Make more money and pay off debt
The less debt you have reduces the number of hours you need to work to earn money. When you carry debt, your future hours are obligated to working for money. And if you’re looking at controlling credit, tackle your unsecured debt first which is usually a result of credit card use. Find ways to make more money through side hustles and use what you’ve earned towards your debt. Carrying less debt contributes to overall well-being. It lessens the amount of money you need to make each month to cover your loan obligations. Lower loan payments can mean less time working and more time spending with loved ones or pursue a purpose.
Now, let’s talk specifically about taking control of credit.
Take control and access your free credit report
Your credit history is compiled by private companies called credit bureaus. It is accessed by lenders to determine your eligibility for credit approval. Taking control of your credit means understanding what’s found in your credit report. You can access your credit report through the federally mandated website AnnualCreditReport.com.
Monitor your credit and protect yourself
Identity theft is a reality and can cost you time and money. Monitor your credit by reviewing your credit report along with a paid or free credit monitoring service. These services alert you whenever someone attempts to access your credit or sends notices about changes found in your credit report. Knowing when these happen sooner can help you respond quickly to any negative report or fraudulent situation.
Track and improve your credit score
Finally, you want to track your credit score. Credit scores are based on the information found in your credit report. Credit scores help lenders and you quickly determine how you’re using credit.
You want to maintain a high score by managing credit well and ensuring information found in your report is accurate. If you come to learn your score is low or considered poor by creditors, it can signify that financial stress may be on the horizon for you.
So what happens if you find out you have a low credit score? By fixing your credit, you can improve your credit score which can lead to better financing options and terms.
There are many resources available that can help you fix your credit and improve your score. I’ve written about many ways you can do so on phroogal. And there are services like Lexington Law that have expertly trained advisors that guide you through a credit improvement plan. Lexington Law has been around for years helping people dispute inaccuracies on credit reports. It’s true you can do the work yourself and fix your credit to improve your scores. However, having a paid-for support system and expert access can lessen your stress.

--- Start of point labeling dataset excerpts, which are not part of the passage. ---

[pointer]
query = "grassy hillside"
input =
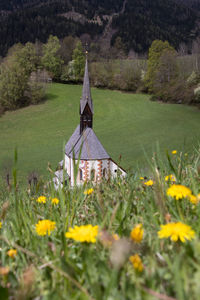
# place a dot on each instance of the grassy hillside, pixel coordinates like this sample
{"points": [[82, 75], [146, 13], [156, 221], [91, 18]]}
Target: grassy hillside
{"points": [[126, 124]]}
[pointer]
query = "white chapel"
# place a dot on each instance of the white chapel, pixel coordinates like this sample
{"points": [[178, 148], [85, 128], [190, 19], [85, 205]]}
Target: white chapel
{"points": [[85, 148]]}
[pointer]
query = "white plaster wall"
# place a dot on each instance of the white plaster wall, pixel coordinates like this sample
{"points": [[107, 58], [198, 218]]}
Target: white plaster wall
{"points": [[111, 167]]}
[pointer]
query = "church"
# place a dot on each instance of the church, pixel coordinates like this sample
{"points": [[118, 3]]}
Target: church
{"points": [[85, 149]]}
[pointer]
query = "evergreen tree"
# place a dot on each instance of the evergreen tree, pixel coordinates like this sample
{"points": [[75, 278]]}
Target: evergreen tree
{"points": [[78, 61], [161, 64], [51, 60]]}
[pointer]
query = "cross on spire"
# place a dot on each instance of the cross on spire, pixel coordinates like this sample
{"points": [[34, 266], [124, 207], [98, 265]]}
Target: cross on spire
{"points": [[86, 105]]}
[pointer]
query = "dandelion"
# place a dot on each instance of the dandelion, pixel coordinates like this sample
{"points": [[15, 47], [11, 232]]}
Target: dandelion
{"points": [[4, 271], [55, 201], [84, 233], [137, 262], [193, 199], [89, 191], [170, 177], [12, 253], [149, 182], [174, 152], [41, 199], [137, 233], [176, 231], [178, 191], [45, 227]]}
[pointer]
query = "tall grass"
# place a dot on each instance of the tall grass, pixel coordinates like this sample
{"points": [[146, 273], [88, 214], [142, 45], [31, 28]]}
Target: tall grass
{"points": [[54, 267]]}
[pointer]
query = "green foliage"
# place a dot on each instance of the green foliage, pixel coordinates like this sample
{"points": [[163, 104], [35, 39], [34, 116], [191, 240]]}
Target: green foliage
{"points": [[56, 267], [125, 123], [13, 82], [17, 88], [161, 65], [140, 23], [78, 61], [51, 60]]}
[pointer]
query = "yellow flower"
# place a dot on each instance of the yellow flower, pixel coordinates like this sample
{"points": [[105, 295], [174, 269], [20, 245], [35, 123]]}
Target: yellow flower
{"points": [[4, 271], [178, 191], [137, 262], [176, 231], [84, 233], [41, 199], [45, 227], [170, 177], [89, 191], [149, 183], [193, 199], [116, 237], [174, 151], [137, 233], [12, 253], [54, 201]]}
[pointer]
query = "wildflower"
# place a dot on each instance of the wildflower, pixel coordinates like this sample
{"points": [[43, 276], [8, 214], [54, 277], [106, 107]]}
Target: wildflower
{"points": [[89, 191], [170, 177], [41, 199], [174, 152], [137, 262], [4, 271], [45, 227], [176, 231], [107, 239], [137, 233], [84, 233], [178, 191], [54, 201], [12, 253], [116, 237], [193, 199], [149, 182]]}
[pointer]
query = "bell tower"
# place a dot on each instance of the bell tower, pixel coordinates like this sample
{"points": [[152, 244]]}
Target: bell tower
{"points": [[86, 105]]}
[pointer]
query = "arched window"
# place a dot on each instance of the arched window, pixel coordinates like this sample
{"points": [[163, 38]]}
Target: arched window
{"points": [[92, 175], [80, 174]]}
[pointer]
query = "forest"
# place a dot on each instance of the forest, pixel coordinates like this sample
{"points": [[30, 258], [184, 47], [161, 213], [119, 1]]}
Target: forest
{"points": [[138, 24]]}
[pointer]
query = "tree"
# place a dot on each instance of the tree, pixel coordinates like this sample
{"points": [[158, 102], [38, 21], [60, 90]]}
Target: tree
{"points": [[161, 64], [51, 60], [13, 82], [79, 61]]}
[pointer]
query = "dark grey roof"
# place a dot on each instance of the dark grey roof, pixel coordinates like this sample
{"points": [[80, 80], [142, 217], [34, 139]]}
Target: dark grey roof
{"points": [[86, 94], [91, 146]]}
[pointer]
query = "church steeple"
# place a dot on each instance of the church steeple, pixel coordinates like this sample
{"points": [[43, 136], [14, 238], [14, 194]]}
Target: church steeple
{"points": [[86, 105]]}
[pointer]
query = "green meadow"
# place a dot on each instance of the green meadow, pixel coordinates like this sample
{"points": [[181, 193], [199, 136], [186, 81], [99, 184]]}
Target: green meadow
{"points": [[128, 125]]}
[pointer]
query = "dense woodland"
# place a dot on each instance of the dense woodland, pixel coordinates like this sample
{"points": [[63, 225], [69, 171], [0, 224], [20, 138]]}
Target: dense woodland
{"points": [[167, 75], [137, 22]]}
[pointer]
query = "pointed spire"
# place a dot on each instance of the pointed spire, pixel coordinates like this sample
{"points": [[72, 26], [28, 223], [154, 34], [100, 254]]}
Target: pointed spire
{"points": [[86, 94]]}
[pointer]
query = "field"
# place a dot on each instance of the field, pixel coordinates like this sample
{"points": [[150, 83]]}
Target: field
{"points": [[128, 125], [128, 238]]}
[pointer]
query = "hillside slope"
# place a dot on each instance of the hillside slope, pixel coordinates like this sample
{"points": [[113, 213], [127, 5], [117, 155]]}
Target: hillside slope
{"points": [[138, 22], [126, 124]]}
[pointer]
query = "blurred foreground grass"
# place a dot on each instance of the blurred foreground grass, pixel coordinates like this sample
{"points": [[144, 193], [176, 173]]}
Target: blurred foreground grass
{"points": [[58, 267]]}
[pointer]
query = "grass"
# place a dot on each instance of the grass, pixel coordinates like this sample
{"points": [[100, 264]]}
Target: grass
{"points": [[127, 124], [55, 266]]}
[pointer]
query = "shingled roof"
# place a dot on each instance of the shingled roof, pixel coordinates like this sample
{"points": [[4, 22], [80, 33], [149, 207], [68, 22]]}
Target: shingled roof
{"points": [[91, 146], [86, 94]]}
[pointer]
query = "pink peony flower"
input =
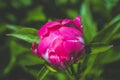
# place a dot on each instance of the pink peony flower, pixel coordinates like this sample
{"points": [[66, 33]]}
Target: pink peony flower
{"points": [[61, 43]]}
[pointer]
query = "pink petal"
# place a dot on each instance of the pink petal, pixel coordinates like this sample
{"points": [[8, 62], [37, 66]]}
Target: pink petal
{"points": [[44, 29], [77, 22]]}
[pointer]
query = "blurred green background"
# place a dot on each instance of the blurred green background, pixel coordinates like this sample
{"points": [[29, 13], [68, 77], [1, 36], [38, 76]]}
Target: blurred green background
{"points": [[101, 19]]}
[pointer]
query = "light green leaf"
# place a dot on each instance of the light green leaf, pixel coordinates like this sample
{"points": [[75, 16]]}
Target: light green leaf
{"points": [[20, 50], [110, 56], [106, 34], [29, 59], [100, 49], [36, 14], [42, 73], [27, 34], [90, 28]]}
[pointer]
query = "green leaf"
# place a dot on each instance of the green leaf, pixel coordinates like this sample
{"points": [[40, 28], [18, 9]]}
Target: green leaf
{"points": [[29, 59], [36, 14], [42, 73], [110, 56], [100, 48], [90, 28], [106, 34], [20, 50], [27, 34], [90, 60]]}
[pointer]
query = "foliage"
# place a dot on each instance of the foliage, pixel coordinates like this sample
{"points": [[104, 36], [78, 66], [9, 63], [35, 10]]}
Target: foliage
{"points": [[20, 20]]}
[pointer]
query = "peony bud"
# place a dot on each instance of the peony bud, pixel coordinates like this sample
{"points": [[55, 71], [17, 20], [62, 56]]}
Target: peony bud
{"points": [[61, 43]]}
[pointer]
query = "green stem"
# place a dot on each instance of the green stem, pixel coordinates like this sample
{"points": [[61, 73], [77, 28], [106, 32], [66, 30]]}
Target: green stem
{"points": [[69, 75], [43, 73]]}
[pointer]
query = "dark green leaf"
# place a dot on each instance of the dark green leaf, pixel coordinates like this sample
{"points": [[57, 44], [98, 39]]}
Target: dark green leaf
{"points": [[90, 29], [110, 56], [36, 14], [42, 73], [108, 31], [27, 34], [29, 59]]}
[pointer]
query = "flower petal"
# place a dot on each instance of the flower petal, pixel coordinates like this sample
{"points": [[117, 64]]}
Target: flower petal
{"points": [[77, 22], [44, 30]]}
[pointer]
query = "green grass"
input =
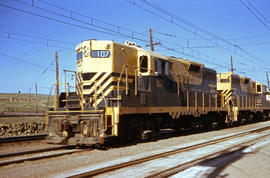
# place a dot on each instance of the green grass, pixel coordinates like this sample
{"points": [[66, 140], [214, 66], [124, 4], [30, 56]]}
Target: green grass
{"points": [[10, 102]]}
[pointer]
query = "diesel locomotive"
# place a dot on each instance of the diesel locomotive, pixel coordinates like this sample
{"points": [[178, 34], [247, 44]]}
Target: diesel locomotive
{"points": [[124, 91]]}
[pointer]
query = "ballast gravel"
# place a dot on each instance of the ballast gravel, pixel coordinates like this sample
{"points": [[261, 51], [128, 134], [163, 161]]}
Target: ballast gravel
{"points": [[53, 166]]}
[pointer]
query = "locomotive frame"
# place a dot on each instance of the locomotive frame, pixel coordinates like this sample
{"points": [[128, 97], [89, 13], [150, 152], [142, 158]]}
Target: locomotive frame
{"points": [[124, 91]]}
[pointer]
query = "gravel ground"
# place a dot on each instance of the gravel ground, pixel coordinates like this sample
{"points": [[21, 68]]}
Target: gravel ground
{"points": [[45, 168]]}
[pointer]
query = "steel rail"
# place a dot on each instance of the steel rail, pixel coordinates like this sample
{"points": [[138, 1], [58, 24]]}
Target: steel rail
{"points": [[165, 154], [33, 154], [22, 138], [212, 156]]}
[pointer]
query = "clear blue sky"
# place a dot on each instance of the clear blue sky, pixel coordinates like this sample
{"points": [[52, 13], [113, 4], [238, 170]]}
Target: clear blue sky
{"points": [[206, 31]]}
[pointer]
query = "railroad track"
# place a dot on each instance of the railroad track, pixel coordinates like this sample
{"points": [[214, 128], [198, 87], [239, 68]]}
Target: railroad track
{"points": [[31, 155], [22, 138], [168, 162]]}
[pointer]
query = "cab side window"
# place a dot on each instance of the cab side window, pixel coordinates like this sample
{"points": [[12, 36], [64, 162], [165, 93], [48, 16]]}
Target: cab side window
{"points": [[163, 67], [143, 64]]}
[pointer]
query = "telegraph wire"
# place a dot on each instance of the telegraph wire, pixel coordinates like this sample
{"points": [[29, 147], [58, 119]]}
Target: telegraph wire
{"points": [[55, 20], [23, 61], [265, 19], [173, 20], [36, 37], [116, 33], [109, 31], [255, 15], [37, 43]]}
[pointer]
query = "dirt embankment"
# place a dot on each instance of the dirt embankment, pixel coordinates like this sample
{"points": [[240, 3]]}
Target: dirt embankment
{"points": [[14, 126]]}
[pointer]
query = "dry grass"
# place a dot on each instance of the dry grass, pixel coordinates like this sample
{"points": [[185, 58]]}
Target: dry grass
{"points": [[24, 102]]}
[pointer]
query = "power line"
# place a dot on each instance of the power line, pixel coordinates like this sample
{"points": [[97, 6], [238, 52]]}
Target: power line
{"points": [[173, 19], [117, 33], [33, 42], [23, 61], [255, 14]]}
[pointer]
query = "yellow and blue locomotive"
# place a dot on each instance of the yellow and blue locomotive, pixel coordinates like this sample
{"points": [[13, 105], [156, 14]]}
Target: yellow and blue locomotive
{"points": [[124, 91]]}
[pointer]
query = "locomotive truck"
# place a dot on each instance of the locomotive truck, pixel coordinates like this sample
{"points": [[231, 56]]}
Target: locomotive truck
{"points": [[124, 91]]}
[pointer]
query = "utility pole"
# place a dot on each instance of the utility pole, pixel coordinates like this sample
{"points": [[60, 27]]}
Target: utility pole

My only suggestion is that you read the fine print and terms of any service–paid or free–you join. Be wary of any person or company offering you unrealistic results and exaggerations of how to increase your credit score. It takes time and work to fix bad credit.
When you have a better understanding of credit and your relationship to it, you’ll learn how to use credit mindfully. Again, credit is a tool and when used correctly can help feel secure and support your peace of mind.